I am 22 years old, have an associate degree in Game Design, some months of work experience and I did some web development and design courses in the past. I am in the ASD and have ADHD and due to the negligence to disabled people in my country, I am still unemployed and still living with my parents, although it's normal for even neurotypical people live with parents in my country because of economic problems. I am tired of living in a country that is corrupt, violent, dirty, pays low wages, even for more qualified jobs, and full of ignorant and selfish people.

I know how to speak Portuguese, Spanish and English but I am willing to learn the local language if I need to do it.

I want to move to a country that is clean, safe even at night, disciplined, polite, that supports and treats well people like me, pays me well enough to save money even with low tier jobs, that doesn't have a too hot weather, has affordable education and has a work-life balance.
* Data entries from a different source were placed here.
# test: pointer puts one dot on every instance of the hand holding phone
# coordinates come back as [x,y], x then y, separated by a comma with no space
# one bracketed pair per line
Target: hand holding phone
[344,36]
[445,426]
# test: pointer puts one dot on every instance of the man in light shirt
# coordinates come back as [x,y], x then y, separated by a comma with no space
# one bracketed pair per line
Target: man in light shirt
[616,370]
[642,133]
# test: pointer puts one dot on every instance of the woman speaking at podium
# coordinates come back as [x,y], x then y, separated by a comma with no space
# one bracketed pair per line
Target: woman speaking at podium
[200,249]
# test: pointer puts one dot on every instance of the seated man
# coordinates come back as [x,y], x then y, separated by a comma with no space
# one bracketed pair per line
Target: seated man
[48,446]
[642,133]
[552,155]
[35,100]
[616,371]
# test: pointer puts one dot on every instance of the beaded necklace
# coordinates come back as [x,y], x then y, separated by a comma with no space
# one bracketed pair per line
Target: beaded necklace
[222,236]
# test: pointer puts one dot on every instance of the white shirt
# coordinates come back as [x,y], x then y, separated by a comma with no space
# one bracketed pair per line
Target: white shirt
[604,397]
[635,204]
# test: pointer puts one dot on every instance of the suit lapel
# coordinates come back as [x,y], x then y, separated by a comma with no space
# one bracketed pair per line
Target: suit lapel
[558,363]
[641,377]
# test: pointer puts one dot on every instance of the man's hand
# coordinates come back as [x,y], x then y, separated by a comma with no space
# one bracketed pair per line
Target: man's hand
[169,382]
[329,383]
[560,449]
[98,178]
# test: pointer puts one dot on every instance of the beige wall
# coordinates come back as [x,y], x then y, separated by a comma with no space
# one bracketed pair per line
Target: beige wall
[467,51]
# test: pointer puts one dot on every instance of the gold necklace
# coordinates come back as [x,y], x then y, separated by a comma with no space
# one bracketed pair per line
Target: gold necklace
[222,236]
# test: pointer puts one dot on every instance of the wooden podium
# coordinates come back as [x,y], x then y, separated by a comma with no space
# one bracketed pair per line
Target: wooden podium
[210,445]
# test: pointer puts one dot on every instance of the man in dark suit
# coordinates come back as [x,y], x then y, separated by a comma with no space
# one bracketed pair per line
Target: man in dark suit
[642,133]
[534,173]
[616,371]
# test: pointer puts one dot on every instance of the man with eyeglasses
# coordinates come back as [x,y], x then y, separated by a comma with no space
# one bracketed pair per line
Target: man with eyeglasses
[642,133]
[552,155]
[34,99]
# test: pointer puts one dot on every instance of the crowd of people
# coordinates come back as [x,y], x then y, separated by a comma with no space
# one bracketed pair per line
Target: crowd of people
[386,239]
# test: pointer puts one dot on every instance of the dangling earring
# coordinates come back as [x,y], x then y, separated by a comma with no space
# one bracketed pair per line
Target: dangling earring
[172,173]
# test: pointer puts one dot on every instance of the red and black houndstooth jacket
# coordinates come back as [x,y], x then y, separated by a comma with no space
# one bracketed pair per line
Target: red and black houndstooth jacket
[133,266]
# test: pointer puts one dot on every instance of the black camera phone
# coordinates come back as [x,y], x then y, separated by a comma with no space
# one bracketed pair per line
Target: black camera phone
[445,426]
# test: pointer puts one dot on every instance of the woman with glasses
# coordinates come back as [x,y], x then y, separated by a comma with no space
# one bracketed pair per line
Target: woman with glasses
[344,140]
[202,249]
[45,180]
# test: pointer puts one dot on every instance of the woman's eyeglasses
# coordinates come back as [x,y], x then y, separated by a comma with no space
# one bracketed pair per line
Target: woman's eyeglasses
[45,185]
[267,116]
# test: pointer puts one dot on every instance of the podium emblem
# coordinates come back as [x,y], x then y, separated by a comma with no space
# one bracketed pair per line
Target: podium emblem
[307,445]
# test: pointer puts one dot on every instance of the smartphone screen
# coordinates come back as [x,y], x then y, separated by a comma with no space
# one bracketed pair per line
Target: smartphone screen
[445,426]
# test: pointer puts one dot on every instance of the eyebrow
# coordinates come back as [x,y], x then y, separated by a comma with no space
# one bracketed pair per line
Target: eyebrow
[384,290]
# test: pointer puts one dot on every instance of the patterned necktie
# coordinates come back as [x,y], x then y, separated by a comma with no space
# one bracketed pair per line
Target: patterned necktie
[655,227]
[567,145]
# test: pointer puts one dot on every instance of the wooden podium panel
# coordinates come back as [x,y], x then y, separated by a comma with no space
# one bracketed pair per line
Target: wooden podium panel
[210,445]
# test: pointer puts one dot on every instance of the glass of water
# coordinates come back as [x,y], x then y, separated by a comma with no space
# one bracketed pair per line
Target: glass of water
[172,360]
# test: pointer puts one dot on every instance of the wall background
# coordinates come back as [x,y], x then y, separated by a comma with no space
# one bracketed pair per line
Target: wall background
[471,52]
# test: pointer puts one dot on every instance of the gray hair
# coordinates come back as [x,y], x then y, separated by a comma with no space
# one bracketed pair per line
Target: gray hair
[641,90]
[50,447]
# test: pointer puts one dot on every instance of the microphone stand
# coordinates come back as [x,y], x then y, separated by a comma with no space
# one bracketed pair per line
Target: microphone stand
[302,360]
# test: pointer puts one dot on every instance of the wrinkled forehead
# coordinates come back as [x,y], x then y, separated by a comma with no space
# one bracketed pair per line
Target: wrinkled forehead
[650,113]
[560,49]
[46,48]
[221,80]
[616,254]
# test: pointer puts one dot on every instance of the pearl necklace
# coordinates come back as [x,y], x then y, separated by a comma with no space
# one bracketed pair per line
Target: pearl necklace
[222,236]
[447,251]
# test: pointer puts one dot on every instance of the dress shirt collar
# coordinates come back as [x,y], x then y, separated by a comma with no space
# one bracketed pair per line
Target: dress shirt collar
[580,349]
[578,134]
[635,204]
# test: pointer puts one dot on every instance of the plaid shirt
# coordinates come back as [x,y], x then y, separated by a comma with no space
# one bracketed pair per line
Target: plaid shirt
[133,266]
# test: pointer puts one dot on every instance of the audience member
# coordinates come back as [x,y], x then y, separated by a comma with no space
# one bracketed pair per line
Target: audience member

Countries that I have in mind are: Canada, Ireland, Luxembourg, Netherlands, Switzerland, Norway, Sweden, Finland, Japan, Australia and New Zealand.

I have italian ancestry and was thinking in taking an Italian citizenship, that gives me access to 7 countries in my list.

I hope I was clear enough with my question.


----------



## pranaman

Listen to Andrew H - Nomad Capitalist, Mikkel Thorup, and some others. Get your 2nd passport. Make a short list, go for a while and see what's it like.


----------



## ericgobbo

pranaman said:


> Listen to Andrew H - Nomad Capitalist, Mikkel Thorup, and some others. Get your 2nd passport. Make a short list, go for a while and see what's it like.


Ok, thank you for the answer.


----------



## Moulard

For Australia.. here is a good place to start.. and its right here in the forums..









ATTENTION - READ THIS FIRST! - Want to go to Australia...


Rather than have a page full of stickied threads, I will add links to useful threads here. :) These linked threads may help guide members to information that will help with understanding the application process for migration to Australia, what terminology and acronyms mean, stages of...




www.expatforum.com





Although with only an associate degree and "some" experience you may find it difficult to qualify for an appropriate visa to emigrate.


----------



## ericgobbo

Moulard said:


> For Australia.. here is a good place to start.. and its right here in the forums..
> 
> 
> 
> 
> 
> 
> 
> 
> 
> ATTENTION - READ THIS FIRST! - Want to go to Australia...
> 
> 
> Rather than have a page full of stickied threads, I will add links to useful threads here. :) These linked threads may help guide members to information that will help with understanding the application process for migration to Australia, what terminology and acronyms mean, stages of...
> 
> 
> 
> 
> www.expatforum.com
> 
> 
> 
> 
> 
> Although with only an associate degree and "some" experience you may find it difficult to qualify for an appropriate visa to emigrate.


Ok, thank you for tyour answer.


----------